On vit dans un monde qu'on déclare officiellement le meilleur possible, celui de la démocratie, du libre-échange et de la liberté d'opinion, mais qui est en réalité emprisonné dans la structure de la compétition monétaire et marchande.

Divisé en trois parties, le livre se développe autour d'une séparation semblable à celle dont le fronton des écoles communales conserve parfois encore la trace : « Le devenir contemporain des garçons » et « Le devenir contemporain des filles ». Pourquoi avoir choisi cette séparation sexuée, qui a de quoi surprendre le lecteur contemporain ?

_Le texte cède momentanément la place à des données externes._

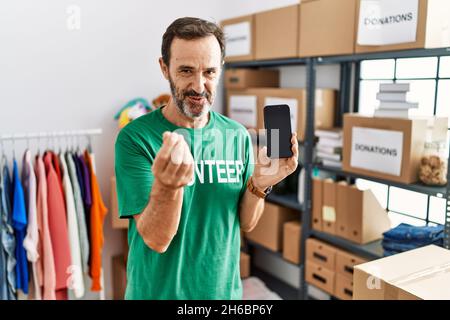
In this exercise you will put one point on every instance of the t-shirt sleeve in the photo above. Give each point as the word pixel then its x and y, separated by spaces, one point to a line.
pixel 134 177
pixel 249 163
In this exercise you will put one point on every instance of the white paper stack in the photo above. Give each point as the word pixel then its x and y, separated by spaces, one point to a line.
pixel 329 147
pixel 393 104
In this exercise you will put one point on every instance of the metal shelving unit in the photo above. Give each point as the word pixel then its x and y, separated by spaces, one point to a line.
pixel 350 72
pixel 416 187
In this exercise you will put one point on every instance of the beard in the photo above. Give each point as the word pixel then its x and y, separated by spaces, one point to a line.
pixel 188 107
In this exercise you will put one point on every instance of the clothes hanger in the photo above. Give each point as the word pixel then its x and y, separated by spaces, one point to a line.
pixel 14 147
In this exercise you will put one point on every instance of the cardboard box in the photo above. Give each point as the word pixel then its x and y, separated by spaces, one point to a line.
pixel 329 206
pixel 359 217
pixel 343 288
pixel 421 273
pixel 321 253
pixel 116 222
pixel 345 262
pixel 320 276
pixel 277 33
pixel 239 38
pixel 119 274
pixel 377 154
pixel 244 264
pixel 291 241
pixel 327 27
pixel 296 99
pixel 251 78
pixel 317 204
pixel 432 27
pixel 269 230
pixel 243 107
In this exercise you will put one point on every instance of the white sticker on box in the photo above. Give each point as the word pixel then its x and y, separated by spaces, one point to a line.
pixel 384 22
pixel 238 39
pixel 377 150
pixel 328 214
pixel 243 110
pixel 293 108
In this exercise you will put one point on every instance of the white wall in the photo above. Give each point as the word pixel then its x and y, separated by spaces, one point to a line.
pixel 53 78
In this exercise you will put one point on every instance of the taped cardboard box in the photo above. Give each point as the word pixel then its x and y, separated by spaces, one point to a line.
pixel 243 107
pixel 360 217
pixel 269 230
pixel 388 148
pixel 422 273
pixel 277 33
pixel 244 264
pixel 321 253
pixel 329 205
pixel 327 27
pixel 251 78
pixel 317 204
pixel 239 38
pixel 291 241
pixel 343 288
pixel 320 277
pixel 325 105
pixel 345 263
pixel 116 222
pixel 431 28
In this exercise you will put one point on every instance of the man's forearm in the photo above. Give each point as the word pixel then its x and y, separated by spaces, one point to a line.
pixel 159 221
pixel 251 210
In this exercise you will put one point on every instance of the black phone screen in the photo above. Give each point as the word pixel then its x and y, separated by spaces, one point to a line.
pixel 277 122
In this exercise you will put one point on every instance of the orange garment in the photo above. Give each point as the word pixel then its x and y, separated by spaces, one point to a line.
pixel 98 213
pixel 45 262
pixel 58 229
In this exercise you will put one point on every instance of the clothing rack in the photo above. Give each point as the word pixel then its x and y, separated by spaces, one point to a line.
pixel 52 135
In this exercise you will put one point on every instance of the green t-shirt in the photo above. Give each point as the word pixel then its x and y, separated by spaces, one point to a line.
pixel 202 261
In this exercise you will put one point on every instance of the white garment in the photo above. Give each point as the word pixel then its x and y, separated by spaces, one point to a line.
pixel 76 279
pixel 31 241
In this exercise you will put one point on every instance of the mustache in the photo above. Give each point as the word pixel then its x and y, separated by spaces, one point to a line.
pixel 192 93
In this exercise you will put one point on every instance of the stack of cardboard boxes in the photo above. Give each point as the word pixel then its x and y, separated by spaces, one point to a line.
pixel 330 269
pixel 328 27
pixel 343 210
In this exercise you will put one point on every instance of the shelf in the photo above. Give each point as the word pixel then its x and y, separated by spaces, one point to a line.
pixel 411 53
pixel 417 187
pixel 286 200
pixel 372 250
pixel 276 254
pixel 267 63
pixel 283 289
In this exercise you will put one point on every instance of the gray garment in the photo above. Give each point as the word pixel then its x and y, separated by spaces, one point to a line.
pixel 7 231
pixel 82 230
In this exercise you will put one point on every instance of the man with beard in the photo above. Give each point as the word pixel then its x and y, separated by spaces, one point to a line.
pixel 187 181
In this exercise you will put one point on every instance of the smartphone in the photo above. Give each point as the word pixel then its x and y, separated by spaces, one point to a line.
pixel 277 122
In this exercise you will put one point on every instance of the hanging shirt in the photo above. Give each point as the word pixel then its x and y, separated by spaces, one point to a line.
pixel 8 239
pixel 202 260
pixel 3 272
pixel 79 174
pixel 98 213
pixel 58 229
pixel 46 261
pixel 87 200
pixel 56 166
pixel 76 280
pixel 20 225
pixel 82 230
pixel 31 240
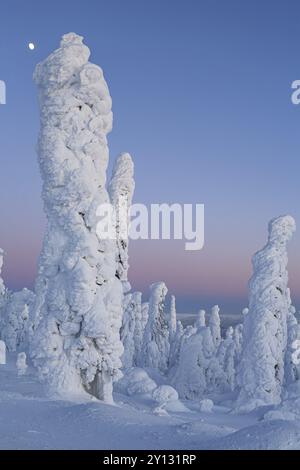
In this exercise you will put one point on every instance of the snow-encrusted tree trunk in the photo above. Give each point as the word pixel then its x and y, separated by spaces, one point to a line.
pixel 121 189
pixel 200 319
pixel 2 286
pixel 139 359
pixel 261 371
pixel 291 368
pixel 79 295
pixel 214 324
pixel 172 318
pixel 156 347
pixel 132 329
pixel 16 321
pixel 139 327
pixel 127 331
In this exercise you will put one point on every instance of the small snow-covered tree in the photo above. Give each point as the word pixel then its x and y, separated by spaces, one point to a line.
pixel 214 324
pixel 4 294
pixel 132 329
pixel 238 342
pixel 226 357
pixel 200 320
pixel 175 347
pixel 156 346
pixel 172 318
pixel 2 286
pixel 261 370
pixel 139 327
pixel 291 368
pixel 78 311
pixel 198 371
pixel 121 189
pixel 127 331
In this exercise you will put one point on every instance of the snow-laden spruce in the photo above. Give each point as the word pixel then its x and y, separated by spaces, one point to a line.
pixel 261 370
pixel 121 189
pixel 156 347
pixel 79 295
pixel 214 324
pixel 200 321
pixel 172 318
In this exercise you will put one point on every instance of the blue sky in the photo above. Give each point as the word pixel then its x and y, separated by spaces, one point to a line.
pixel 201 98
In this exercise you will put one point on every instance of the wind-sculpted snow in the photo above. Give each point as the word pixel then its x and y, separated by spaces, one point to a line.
pixel 265 326
pixel 79 297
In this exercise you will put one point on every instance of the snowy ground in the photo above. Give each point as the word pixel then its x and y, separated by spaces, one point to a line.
pixel 29 420
pixel 226 320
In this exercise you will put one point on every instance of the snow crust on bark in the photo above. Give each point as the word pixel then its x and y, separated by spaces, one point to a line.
pixel 261 370
pixel 78 311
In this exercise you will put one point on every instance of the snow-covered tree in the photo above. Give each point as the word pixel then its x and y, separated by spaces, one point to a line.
pixel 214 324
pixel 291 367
pixel 2 286
pixel 4 294
pixel 121 188
pixel 79 294
pixel 127 330
pixel 2 353
pixel 132 329
pixel 261 371
pixel 139 327
pixel 175 347
pixel 172 318
pixel 156 346
pixel 16 320
pixel 198 371
pixel 226 358
pixel 200 319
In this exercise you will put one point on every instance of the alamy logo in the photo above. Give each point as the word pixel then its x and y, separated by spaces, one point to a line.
pixel 296 94
pixel 2 92
pixel 162 221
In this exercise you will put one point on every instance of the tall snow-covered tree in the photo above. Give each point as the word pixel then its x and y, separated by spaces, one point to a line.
pixel 16 321
pixel 121 189
pixel 172 318
pixel 2 286
pixel 77 343
pixel 139 327
pixel 200 319
pixel 132 329
pixel 156 348
pixel 291 369
pixel 261 371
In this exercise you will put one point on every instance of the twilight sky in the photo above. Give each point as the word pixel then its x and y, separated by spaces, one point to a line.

Je ne vois vraiment pas pourquoi le lecteur contemporain serait surpris ! Ne voit-il pas qu'il existe un féminisme, mais non pas un masculinisme ? N'est-il pas évident que dans le monde contemporain, les femmes peuvent gagner des postes, des égalités particulières, des droits ? Et qu'il n'y a rien de semblable pour les hommes ? La modernité dont notre monde - celui qui se nomme lui-même l'Occident - se réclame ouvre, c'est vrai, aux femmes, des horizons que les mondes traditionnels ignorent et/ou refusent. Du reste, la grande guerre des civilisations dont on nous rebat les oreilles, la propagande selon laquelle nous sommes les civilisés et les autres les barbares, fait de la question des femmes son centre de gravité. Alors, c'est l'évidence même : le rapport d'orientation au regard du monde tel qu'il est ne peut être le même pour une jeune femme que pour un jeune homme. Savez-vous que l'année dernière a été l'année où, à coup sûr pour la première fois dans l'histoire de l'humanité, il y a eu, à échelle du monde entier, plus de femmes diplômées de l'enseignement supérieur que d'hommes ? Ne constatez-vous pas qu'à l'école, et spécialement dans les milieux les plus pauvres, les plus démunis culturellement, les filles réussissent infiniment mieux que les garçons ? C'est là une révolution culturelle-sexuelle que le monde tel qu'il est déterminé et instrumente, mais à laquelle il ne peut donner aucun sens positif, puisqu'il est le monde de la compétition, de l'individualisme, et du tous contre tous.

Quelle est la réception idéale que pourrait faire de votre livre le lecteur qui a 16 ans en 2016 ?
16 ans, c'est vraiment très jeune ! Nous ne sommes plus à l'époque du Rimbaud de 17 ans [« la vraie vie » est une expression de sa plume] qui savait écrire des poèmes en latin. Disons que ce que je souhaite est qu'un jeune de 19 ou 20 ans dise que ce livre correspond à son expérience, qu'il éclaire ses problèmes, et qu'il va en discuter avec ses amis et amies.